Artificial intelligence (AI) is rapidly emerging as an important tool in environmental crime enforcement. Environmental crimes, such as illegal logging, mining, fishing, wildlife trafficking and waste trafficking, are becoming increasing complex and transnational.

In many environmental crime hotspots, enforcement bodies must monitor vast and remote areas, analyze fragmented and incomplete data, and respond to adaptive criminal networks with limited staff and infrastructure. AI offers a way to extend capacity – enabling large-scale data processing, pattern detection and more targeted prioritization of enforcement actions.

Yet early experience shows that the main barriers to effective AI use are structural rather than technical. In many cases, these structural factors determine success or failure more decisively than the sophistication of the tools themselves.

Case studies show that AI can deliver tangible benefits when it is aligned with operational realities. It is successful when its applications are problem-orientated, embedded in existing workflows, supported by human oversight and based on sufficiently robust data. AI alone cannot capture the local context, legal nuance and situational interpretation on which enforcement decisions often depend. Systems that enable human review and support decision-making are therefore more reliable and actionable.
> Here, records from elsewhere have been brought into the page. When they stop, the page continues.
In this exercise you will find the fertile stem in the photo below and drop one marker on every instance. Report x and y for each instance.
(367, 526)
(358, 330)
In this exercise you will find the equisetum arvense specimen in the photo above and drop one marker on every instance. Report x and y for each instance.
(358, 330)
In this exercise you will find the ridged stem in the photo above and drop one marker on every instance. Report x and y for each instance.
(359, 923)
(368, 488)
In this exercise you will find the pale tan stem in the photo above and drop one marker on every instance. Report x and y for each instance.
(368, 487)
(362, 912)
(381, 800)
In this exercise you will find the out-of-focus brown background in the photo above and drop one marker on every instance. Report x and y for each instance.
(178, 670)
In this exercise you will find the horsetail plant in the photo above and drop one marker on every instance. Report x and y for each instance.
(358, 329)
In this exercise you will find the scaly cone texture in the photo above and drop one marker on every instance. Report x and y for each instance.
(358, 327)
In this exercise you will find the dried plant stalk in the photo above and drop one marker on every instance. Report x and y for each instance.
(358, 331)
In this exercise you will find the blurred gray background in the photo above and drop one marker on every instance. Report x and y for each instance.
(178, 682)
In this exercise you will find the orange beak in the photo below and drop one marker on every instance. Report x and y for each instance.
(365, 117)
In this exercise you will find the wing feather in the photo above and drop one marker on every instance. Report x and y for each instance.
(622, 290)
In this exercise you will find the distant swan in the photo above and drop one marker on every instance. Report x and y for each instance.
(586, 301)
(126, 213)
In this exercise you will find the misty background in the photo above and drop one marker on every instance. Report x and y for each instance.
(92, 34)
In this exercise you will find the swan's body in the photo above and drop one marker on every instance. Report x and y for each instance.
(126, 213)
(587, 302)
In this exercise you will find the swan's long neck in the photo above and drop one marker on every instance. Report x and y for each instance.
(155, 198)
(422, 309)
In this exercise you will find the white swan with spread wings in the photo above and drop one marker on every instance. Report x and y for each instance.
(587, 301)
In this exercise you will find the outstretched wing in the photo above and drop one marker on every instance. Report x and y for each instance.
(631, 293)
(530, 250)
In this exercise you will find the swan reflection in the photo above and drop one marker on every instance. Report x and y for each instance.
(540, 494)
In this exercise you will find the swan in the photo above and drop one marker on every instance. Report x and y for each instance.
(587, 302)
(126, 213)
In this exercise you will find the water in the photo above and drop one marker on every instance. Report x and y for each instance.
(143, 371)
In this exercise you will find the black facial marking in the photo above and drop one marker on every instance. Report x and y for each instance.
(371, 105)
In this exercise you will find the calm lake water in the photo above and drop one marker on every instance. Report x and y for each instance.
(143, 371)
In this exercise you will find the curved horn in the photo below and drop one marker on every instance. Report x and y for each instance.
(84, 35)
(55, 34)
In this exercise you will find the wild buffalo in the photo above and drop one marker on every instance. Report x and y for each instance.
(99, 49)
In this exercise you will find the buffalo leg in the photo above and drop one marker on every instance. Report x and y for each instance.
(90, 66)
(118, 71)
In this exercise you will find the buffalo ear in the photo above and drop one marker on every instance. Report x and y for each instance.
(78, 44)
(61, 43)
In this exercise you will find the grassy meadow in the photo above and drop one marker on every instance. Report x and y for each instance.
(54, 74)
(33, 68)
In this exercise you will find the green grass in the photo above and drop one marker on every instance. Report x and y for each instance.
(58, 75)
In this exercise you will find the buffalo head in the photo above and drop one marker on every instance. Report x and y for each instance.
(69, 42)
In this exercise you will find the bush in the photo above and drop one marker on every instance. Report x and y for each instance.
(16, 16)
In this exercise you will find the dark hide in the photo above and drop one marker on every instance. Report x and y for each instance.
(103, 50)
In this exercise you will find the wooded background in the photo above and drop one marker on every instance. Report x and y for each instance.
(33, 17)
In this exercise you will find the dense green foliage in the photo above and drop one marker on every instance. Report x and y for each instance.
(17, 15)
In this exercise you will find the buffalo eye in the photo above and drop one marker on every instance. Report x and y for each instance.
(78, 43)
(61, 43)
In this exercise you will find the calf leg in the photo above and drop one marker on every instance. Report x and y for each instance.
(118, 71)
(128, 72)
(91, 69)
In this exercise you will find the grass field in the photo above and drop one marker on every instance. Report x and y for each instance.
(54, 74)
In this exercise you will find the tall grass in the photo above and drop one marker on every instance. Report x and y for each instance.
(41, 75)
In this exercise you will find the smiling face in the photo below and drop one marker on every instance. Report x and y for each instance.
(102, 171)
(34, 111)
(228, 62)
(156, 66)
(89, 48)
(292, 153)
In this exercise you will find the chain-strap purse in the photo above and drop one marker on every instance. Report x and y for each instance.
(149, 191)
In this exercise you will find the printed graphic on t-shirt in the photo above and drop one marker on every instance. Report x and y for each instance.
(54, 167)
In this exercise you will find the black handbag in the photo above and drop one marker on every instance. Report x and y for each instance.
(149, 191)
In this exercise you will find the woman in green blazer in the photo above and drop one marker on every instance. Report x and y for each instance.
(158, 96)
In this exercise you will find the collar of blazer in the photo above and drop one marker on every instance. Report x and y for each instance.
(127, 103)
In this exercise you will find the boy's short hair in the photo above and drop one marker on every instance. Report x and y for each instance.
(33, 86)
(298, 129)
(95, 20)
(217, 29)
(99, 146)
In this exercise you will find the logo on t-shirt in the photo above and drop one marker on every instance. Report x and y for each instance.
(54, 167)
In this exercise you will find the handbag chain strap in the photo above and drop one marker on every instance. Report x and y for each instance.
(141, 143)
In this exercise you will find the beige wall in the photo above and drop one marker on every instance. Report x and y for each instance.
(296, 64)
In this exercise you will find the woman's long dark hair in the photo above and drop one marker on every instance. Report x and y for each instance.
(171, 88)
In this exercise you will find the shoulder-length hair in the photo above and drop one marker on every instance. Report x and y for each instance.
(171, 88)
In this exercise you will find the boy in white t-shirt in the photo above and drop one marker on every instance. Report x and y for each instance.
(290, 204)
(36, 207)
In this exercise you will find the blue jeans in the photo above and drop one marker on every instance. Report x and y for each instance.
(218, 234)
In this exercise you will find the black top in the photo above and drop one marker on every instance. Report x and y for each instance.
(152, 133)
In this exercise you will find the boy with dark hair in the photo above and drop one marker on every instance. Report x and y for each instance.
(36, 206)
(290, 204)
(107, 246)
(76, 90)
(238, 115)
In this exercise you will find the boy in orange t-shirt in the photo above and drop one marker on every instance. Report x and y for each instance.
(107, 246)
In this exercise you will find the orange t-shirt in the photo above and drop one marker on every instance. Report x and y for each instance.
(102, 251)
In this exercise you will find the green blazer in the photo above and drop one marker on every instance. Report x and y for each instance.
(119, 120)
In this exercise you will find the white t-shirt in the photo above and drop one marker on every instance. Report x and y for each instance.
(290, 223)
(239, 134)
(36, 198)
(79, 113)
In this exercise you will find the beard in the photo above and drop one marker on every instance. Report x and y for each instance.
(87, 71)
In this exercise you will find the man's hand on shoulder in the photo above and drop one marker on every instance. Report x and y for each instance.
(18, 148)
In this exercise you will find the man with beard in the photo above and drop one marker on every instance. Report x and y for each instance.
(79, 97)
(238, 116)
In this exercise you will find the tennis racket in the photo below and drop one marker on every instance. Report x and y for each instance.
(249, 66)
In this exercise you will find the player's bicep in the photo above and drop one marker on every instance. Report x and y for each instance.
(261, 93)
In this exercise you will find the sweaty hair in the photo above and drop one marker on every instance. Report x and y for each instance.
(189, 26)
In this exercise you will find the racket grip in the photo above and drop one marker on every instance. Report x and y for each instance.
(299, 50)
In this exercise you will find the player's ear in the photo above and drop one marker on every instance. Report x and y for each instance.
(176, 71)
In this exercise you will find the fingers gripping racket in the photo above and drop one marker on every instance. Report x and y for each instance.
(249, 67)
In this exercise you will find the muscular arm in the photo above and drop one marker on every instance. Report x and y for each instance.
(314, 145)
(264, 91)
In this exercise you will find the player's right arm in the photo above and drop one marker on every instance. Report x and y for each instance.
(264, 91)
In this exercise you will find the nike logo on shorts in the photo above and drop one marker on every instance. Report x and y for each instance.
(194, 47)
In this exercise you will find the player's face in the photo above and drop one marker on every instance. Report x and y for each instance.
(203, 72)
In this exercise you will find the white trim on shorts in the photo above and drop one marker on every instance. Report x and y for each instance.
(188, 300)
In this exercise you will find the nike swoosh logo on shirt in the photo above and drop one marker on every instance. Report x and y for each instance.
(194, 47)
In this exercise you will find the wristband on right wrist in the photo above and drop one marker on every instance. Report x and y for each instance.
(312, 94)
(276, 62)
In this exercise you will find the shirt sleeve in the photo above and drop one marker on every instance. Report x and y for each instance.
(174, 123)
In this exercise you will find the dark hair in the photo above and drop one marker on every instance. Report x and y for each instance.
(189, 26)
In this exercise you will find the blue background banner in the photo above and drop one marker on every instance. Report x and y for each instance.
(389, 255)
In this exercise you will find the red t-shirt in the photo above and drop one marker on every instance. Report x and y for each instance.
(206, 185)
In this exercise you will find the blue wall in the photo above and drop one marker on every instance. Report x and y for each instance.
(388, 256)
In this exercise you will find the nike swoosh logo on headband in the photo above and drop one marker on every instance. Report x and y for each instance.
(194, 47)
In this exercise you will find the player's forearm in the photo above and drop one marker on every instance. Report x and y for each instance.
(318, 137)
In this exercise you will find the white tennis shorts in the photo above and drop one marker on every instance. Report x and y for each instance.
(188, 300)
Environmental crime poses several strategic challenges for the use of AI, leading to a clear conclusion: effective use of AI in environmental crime enforcement depends less on advancing technology and more on strengthening the underlying systems that enable it to function. This includes investing in data infrastructure, building institutional capacity, aligning tools with clearly defined problems and developing effective governance frameworks.